All you need to know about English Breakfast
When I moved to England roughly two years ago, I thought I had it all figured out. I’d tasted English breakfast (or what I presumed to be a traditional English breakfast) on a family holiday to an all-inclusive resort in Turkey, and to be honest, I wasn’t very impressed. So, during my first months of living in the UK, I stayed away from the “Full English”. Fried fatty food for breakfast? No thanks…
Little did I know what I was missing out on. A few months into my UK residency, I visited a friend of mine in Manchester for a weekend. One day, we decided to have breakfast at his favourite café/bar Trof (read my review for Travelettes here). According to The Guardian, Trof serves the best veggie breakfast in the country, so I decided that if I was ever going to give the English breakfast another chance, it would have to be there and then.
I opted for the meat version, mainly because many English people don’t consider a ‘fry-up’ complete without bacon and sausages. And, although I had had strong reservations, there was no denying that it tasted absolutely incredible!
What I love about English breakfast is that it has so many different components. Sometimes, when I’ve got a big plate of breakfast sitting in front of me, I don’t know where to start.
A traditional Full English includes fried eggs, bacon, sausages, hash browns (although I’ve sometimes seen them substituted for potato waffles), grilled tomato, mushrooms and baked beans. It should come with toasted white bread and butter and is best enjoyed with a cup of tea or a glass of orange juice.
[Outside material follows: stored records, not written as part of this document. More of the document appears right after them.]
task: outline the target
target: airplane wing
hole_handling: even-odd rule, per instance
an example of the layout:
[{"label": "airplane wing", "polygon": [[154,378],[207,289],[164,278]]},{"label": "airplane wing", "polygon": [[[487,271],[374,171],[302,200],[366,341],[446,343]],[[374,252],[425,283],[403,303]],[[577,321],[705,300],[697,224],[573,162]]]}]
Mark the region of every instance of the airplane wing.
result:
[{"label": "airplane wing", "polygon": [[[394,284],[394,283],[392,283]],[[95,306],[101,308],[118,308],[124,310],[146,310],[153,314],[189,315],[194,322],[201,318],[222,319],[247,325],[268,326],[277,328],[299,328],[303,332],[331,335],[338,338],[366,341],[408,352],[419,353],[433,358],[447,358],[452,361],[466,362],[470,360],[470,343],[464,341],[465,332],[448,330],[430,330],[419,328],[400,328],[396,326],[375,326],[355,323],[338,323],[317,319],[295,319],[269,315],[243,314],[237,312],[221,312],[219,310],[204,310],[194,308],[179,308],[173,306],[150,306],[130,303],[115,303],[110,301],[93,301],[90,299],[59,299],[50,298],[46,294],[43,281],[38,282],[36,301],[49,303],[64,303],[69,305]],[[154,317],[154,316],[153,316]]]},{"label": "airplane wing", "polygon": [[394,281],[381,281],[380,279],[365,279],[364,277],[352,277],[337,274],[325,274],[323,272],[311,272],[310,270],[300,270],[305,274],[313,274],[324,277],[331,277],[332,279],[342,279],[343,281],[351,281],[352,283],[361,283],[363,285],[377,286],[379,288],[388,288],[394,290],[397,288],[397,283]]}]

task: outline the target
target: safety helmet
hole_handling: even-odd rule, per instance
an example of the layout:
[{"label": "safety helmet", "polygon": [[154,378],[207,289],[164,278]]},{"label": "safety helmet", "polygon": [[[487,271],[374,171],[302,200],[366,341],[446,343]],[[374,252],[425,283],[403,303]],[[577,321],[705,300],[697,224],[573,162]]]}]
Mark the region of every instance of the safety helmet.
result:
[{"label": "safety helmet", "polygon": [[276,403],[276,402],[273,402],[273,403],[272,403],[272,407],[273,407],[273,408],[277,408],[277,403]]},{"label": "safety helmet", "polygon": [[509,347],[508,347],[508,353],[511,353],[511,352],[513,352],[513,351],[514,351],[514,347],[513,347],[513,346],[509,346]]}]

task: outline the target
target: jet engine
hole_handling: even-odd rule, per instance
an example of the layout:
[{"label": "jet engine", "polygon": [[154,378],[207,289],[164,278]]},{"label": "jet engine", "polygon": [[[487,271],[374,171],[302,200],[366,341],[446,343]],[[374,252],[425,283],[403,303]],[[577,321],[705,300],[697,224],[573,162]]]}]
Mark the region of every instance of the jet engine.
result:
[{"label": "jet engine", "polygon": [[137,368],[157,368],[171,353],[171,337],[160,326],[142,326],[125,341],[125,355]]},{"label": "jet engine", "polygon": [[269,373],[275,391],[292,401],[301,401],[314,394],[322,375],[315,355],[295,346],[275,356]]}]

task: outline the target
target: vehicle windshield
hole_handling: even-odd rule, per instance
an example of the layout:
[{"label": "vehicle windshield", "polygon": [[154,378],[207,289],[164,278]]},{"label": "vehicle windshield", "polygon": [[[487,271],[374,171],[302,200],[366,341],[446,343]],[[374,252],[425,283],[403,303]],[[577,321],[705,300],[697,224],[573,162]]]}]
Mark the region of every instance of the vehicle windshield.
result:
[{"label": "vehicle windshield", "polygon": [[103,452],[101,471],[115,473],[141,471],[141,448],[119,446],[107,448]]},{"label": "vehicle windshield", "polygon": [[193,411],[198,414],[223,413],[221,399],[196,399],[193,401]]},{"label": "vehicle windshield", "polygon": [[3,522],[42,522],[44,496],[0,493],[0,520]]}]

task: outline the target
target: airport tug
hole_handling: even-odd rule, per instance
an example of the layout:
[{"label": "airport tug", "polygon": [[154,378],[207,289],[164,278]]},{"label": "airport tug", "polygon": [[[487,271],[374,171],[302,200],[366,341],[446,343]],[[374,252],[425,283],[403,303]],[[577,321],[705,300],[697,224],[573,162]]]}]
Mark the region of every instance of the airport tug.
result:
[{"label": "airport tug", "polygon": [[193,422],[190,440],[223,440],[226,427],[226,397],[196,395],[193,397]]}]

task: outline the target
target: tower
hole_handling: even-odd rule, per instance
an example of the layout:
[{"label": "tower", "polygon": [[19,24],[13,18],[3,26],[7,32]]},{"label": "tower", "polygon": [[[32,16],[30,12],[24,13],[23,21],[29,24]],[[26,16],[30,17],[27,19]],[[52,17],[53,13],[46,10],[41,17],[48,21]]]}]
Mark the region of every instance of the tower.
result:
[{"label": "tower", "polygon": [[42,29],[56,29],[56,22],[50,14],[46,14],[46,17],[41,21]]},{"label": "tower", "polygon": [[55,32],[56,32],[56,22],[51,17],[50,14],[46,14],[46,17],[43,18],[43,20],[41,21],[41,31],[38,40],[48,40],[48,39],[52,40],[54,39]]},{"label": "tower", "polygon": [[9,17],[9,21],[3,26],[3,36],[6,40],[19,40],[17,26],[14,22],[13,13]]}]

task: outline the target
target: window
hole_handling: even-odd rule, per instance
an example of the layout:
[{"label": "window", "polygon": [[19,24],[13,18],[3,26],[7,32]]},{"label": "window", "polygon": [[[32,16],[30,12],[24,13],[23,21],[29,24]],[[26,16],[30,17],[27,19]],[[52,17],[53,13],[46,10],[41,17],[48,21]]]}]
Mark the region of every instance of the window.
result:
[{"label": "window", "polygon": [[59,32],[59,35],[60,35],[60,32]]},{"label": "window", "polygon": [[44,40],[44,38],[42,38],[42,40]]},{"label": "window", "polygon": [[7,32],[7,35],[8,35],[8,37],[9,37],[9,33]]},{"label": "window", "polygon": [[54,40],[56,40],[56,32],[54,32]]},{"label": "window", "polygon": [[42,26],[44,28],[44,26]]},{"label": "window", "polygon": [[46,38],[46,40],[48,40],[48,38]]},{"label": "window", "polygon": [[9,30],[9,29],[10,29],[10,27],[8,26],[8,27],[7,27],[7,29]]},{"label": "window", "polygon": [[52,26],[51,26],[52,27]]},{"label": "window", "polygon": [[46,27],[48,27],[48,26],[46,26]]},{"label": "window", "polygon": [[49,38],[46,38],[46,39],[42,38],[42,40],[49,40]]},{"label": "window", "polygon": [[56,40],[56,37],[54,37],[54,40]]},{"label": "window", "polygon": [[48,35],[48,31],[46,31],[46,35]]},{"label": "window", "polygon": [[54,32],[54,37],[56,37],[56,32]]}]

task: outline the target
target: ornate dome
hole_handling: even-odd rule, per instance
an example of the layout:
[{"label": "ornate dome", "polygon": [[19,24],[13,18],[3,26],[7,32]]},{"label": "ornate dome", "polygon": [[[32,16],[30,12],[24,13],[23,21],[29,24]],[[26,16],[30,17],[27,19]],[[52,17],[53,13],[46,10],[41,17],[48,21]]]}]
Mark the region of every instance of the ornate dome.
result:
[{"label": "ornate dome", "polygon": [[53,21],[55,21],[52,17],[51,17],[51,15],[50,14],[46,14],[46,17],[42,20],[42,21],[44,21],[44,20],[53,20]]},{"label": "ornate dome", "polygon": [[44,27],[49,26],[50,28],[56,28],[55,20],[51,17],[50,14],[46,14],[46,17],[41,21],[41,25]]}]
A vegetarian option will often include vegetarian sausages and more grilled vegetables instead of the bacon. Vegan English breakfast (with vegan sausages) is also becoming increasingly popular these days.
Like I did initially, you may have your concerns about this type of breakfast (which, by the way, is served all day and not just in the mornings). It’s often criticized for being unhealthy, which it probably is if you eat it too often. But that goes for a lot of things we like to consume.
I treat myself to a Full English every once in a while with my friends (shhhh! It happens to be an excellent hangover remedy!) and usually get so nice and full that I don’t eat until the afternoon or evening of that same day… ideal if you’ve got a busy schedule or hard day of work ahead of you.
Another positive aspect of the English breakfast is that (at least in the UK) it’s usually quite cheap (starting at as little as £3,50). If you’re travelling on a budget and looking for a nice and filling meal, the Full English may just be for you.